In the wake of the ‘Barnaby Joyce affair’, and Prime Minister Malcolm Turnbull’s subsequent announcement of a new code of conduct that bans sex between ministers and staff, the spotlight is well and truly on workplace liaisons.
But it also raises the question of what is a ‘code of conduct’ in the workplace, and more precisely, does Mr Turnbull’s – to borrow a colloquialism – pass the pub test?
Good practice in developing a comprehensive and robust code of conduct should involve all stakeholders, especially employees, in the process. It's also vital to identify the key areas that need codes of conduct – such as discipline and workplace relationships. Most importantly of all, the organisation must circulate a draft code of conduct to employees for comment and review it regularly. Finally, have a human resources expert and employment lawyer sign off on it.
So what is a code of conduct?
In their simplest forms, codes of conduct are policies that stipulate acceptable standards of behaviour at work and when employees are representing their organisation. They can also relate to a set of professional standards or practices. A code of conduct provides rules and boundaries that all employees (including management) are bound by and that employers can refer to in regard to appropriate or accepted behaviours, be they ethical, professional or disciplinary.
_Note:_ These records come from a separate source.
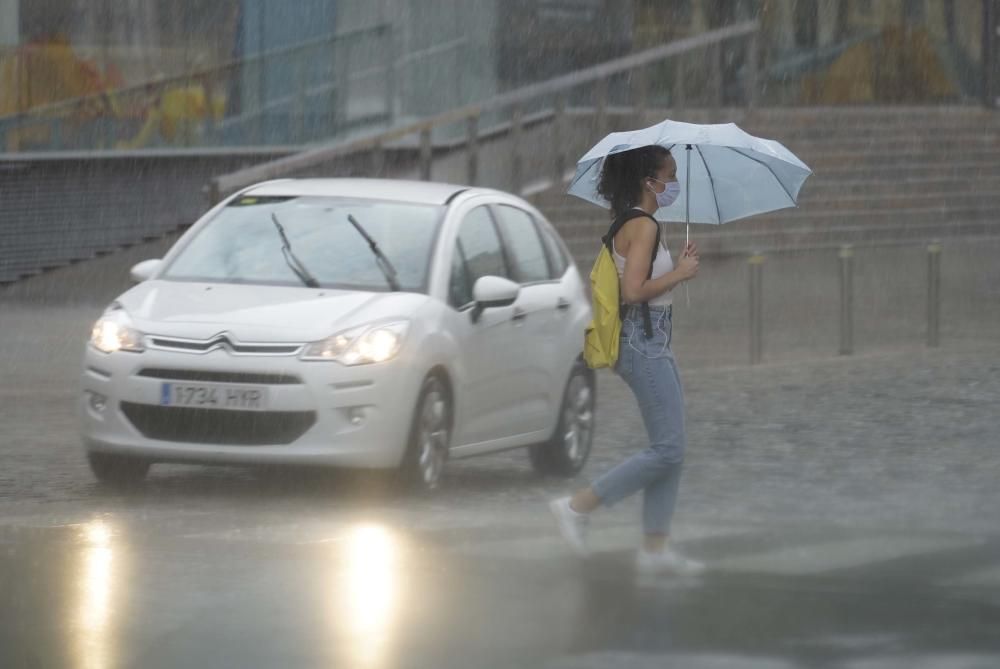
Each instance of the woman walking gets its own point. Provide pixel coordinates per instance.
(637, 183)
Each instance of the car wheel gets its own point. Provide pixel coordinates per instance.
(567, 451)
(117, 470)
(430, 438)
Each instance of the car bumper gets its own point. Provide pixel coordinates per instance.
(330, 415)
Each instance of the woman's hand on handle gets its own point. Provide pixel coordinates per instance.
(687, 266)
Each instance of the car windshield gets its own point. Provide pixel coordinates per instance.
(242, 244)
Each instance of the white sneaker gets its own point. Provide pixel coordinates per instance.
(572, 524)
(668, 561)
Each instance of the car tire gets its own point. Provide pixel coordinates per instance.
(117, 470)
(430, 438)
(566, 452)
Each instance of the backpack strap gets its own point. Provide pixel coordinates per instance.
(608, 240)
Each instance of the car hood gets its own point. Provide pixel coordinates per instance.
(258, 313)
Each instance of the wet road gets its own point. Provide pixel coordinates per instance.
(847, 510)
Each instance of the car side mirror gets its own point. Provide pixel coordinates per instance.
(145, 270)
(492, 292)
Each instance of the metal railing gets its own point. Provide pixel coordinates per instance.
(283, 96)
(845, 297)
(624, 81)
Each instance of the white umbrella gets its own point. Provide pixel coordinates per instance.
(727, 173)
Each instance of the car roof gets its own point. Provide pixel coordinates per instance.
(399, 190)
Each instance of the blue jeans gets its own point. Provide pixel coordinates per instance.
(649, 369)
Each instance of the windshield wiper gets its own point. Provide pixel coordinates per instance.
(293, 262)
(383, 263)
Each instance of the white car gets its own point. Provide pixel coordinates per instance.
(358, 323)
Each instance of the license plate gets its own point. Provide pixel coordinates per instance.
(210, 396)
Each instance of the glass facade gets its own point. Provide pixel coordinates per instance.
(155, 74)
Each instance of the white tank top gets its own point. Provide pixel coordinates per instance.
(663, 264)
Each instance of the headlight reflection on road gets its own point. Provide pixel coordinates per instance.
(92, 642)
(368, 596)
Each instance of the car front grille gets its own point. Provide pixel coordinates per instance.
(212, 426)
(219, 377)
(223, 342)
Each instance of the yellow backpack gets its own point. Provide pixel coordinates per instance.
(600, 341)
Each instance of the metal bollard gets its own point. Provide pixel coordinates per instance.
(472, 150)
(516, 150)
(756, 263)
(426, 154)
(934, 295)
(846, 299)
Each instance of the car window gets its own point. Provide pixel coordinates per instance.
(480, 244)
(557, 257)
(524, 246)
(459, 286)
(244, 244)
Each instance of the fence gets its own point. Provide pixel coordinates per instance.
(854, 300)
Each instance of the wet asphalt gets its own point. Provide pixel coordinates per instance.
(846, 508)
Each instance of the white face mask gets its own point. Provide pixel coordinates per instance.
(669, 195)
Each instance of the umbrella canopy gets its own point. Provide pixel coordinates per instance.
(725, 173)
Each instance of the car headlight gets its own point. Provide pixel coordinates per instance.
(114, 332)
(360, 346)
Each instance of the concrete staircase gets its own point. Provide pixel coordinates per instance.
(881, 175)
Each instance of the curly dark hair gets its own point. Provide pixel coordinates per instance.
(622, 175)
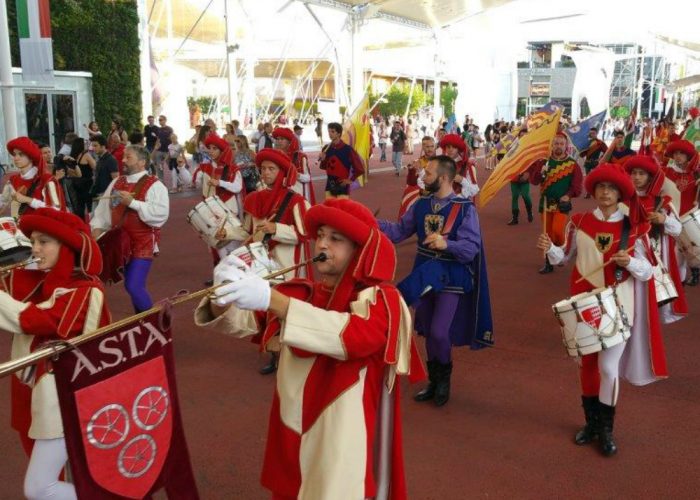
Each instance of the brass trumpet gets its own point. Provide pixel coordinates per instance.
(16, 265)
(40, 354)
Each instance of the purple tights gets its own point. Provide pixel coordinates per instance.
(135, 275)
(437, 343)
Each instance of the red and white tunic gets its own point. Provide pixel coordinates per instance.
(43, 189)
(144, 216)
(34, 317)
(289, 245)
(334, 429)
(593, 240)
(230, 188)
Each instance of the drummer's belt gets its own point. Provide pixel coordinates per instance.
(439, 255)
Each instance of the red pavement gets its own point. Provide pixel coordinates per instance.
(506, 432)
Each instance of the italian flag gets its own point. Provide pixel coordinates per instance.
(34, 28)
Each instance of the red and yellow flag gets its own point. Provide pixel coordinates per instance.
(356, 133)
(533, 146)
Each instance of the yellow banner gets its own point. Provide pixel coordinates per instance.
(533, 146)
(356, 133)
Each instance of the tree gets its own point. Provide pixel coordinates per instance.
(100, 37)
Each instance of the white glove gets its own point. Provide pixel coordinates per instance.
(230, 268)
(251, 293)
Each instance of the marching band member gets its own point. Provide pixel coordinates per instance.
(607, 236)
(414, 178)
(60, 299)
(137, 204)
(684, 171)
(448, 284)
(658, 209)
(335, 427)
(32, 188)
(286, 140)
(465, 181)
(342, 164)
(560, 180)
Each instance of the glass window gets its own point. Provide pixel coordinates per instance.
(63, 117)
(37, 113)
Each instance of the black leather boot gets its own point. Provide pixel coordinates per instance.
(514, 220)
(590, 411)
(271, 367)
(429, 392)
(548, 268)
(442, 387)
(606, 421)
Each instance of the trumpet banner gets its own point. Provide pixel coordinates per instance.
(121, 415)
(533, 146)
(357, 133)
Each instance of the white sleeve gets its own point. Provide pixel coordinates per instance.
(639, 267)
(102, 217)
(235, 186)
(672, 226)
(155, 210)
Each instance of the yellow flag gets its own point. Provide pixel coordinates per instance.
(533, 146)
(356, 133)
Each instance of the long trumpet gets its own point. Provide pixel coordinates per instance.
(48, 352)
(10, 267)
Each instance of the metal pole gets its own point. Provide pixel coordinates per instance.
(6, 86)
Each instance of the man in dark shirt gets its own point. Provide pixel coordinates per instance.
(150, 132)
(106, 168)
(161, 156)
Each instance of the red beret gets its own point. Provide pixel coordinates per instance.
(453, 140)
(28, 147)
(216, 141)
(683, 146)
(283, 133)
(276, 156)
(376, 260)
(70, 230)
(644, 162)
(608, 172)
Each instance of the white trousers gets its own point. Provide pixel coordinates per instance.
(49, 456)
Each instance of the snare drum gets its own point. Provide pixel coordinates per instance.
(592, 321)
(14, 245)
(689, 239)
(256, 257)
(210, 216)
(665, 289)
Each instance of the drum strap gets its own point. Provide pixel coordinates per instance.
(135, 193)
(280, 212)
(451, 218)
(30, 192)
(624, 243)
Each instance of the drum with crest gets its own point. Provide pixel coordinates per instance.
(592, 321)
(14, 245)
(212, 217)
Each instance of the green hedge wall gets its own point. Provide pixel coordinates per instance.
(99, 36)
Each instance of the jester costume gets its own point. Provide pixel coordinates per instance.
(556, 178)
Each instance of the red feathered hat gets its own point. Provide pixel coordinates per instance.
(609, 172)
(29, 148)
(71, 231)
(683, 146)
(218, 142)
(646, 163)
(376, 257)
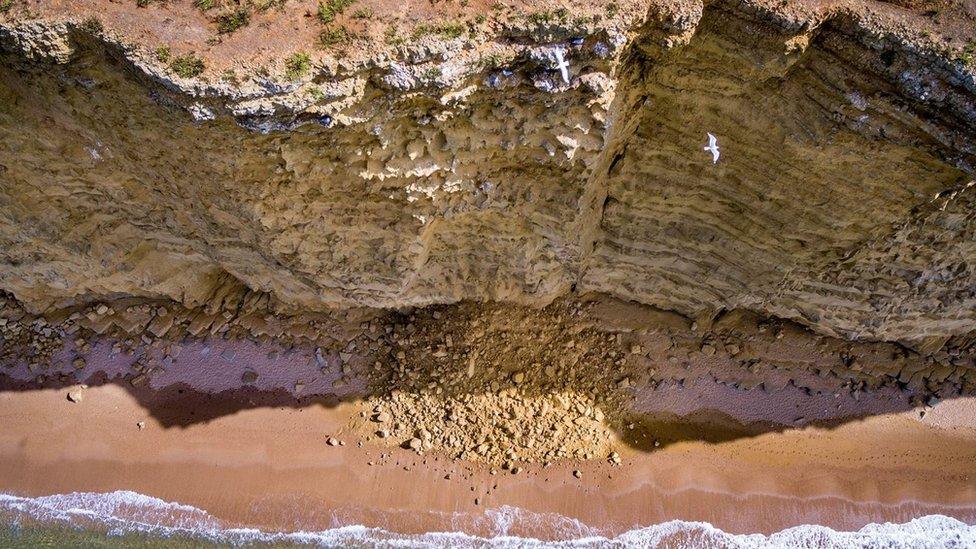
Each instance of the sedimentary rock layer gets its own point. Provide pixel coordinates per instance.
(466, 168)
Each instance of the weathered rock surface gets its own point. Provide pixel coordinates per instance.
(467, 169)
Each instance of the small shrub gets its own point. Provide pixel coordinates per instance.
(548, 17)
(316, 94)
(363, 13)
(968, 54)
(92, 25)
(446, 31)
(230, 22)
(187, 66)
(330, 9)
(297, 65)
(391, 36)
(163, 54)
(333, 36)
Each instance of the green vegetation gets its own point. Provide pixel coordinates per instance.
(163, 54)
(297, 65)
(548, 17)
(316, 94)
(230, 22)
(187, 66)
(968, 54)
(330, 9)
(391, 36)
(334, 36)
(492, 61)
(92, 25)
(363, 13)
(446, 31)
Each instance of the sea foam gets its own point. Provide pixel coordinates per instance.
(124, 512)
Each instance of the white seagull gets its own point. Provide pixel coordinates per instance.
(562, 65)
(713, 147)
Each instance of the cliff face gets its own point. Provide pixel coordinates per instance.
(465, 168)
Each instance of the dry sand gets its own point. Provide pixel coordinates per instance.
(751, 425)
(271, 468)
Based upon the above, the changes that the Prime Minister proposed appear not to pass the pub test. So let’s examine why these changes are likely not to be effective in the long term.
Were all stakeholders, especially employees, involved in the process?
The fact that this appears to be policy on the run – as the Prime Minister had dismissed the suggestion of a change to the code of conduct before later embracing it, and also that no other sources had indicated that this change to the code of conduct was coming – clearly suggests that stakeholders were not given input into what is now described as the ‘bonking ban’. The reaction of some in the Coalition when the code of conduct amendment was announced is a further key indicator that their broad input was not sought.
So, to the follow-up point.
Undertake a regular review of the code of conduct
It was clear in the Prime Minister’s statement that the reasons for the need to address and update the code of conduct was because it was outdated. This identifies two key issues. Firstly, the code of conduct appears not to be considered an important enough document to be regularly reviewed. Secondly, this may result in a knee-jerk approach to issues when the code is found to be wanting. That clearly appears to be the case here.
Have a human resources expert and employment lawyer sign off on it
Not being privileged to the inner sanctum of the decision-making behind this process and who signed off on it, it's difficult to judge the processes. However, we can postulate some questions around the development of such hard and fast rules regarding relationships between a federal government minister and their staff, in the context of the recent dual citizenship issues.
- If, as a result of this turmoil, all ministers are now subject to public scrutiny of their private lives – as with the citizenship issues – when questions are raised will ministers and their staff be required to provide statements about their private lives for the public record?
- If someone is elevated to a ministerial position from the backbench, do they have to provide a statement that they are not in a sexual relationship with a staff member and update this annually for the public record?
- The Prime Minister is refusing to investigate the arrangement by which the Deputy Prime Minister came to live rent-free, as he has his word there is no breach of the guidelines. Is this honour system the same for someone accused of a workplace relationship?
- When does a relationship became a relationship?
- Are there grounds for unfair dismissal? (According to the code this does not apply to other federal politicians. It could be argued that such a relationship does not go to the reason for someone being promoted to the ministry in the first place).
I ask these questions, as a well-structured and thought-through code of conduct provides a fair, consistent and valuable signal to all in the organisation (employers and employees). It answers and reflects the organisation’s core values, particularly when it comes to what have often been described as these ‘moments of truth’.
Let’s also not forget that up to 40 per cent of relationships start at the workplace. So it's important that policies and practices are developed to ensure relationships are managed in the workplace, both for the two people in the relationship and those who work with them. In this context, there should be processes where, for example, HR is informed so it understands and can manage how these people work together and with other staff. Also, it's important from the context of the power-distance relationship that may be evidence in the relationship. This is particularly important if the relationship breaks down.
Taking this approach to policy development goes a long way to effective, fair and equitable policy development, and reflects a culture of acceptance and respect. It also goes a long way to negate policy that can cause more problems than it solves.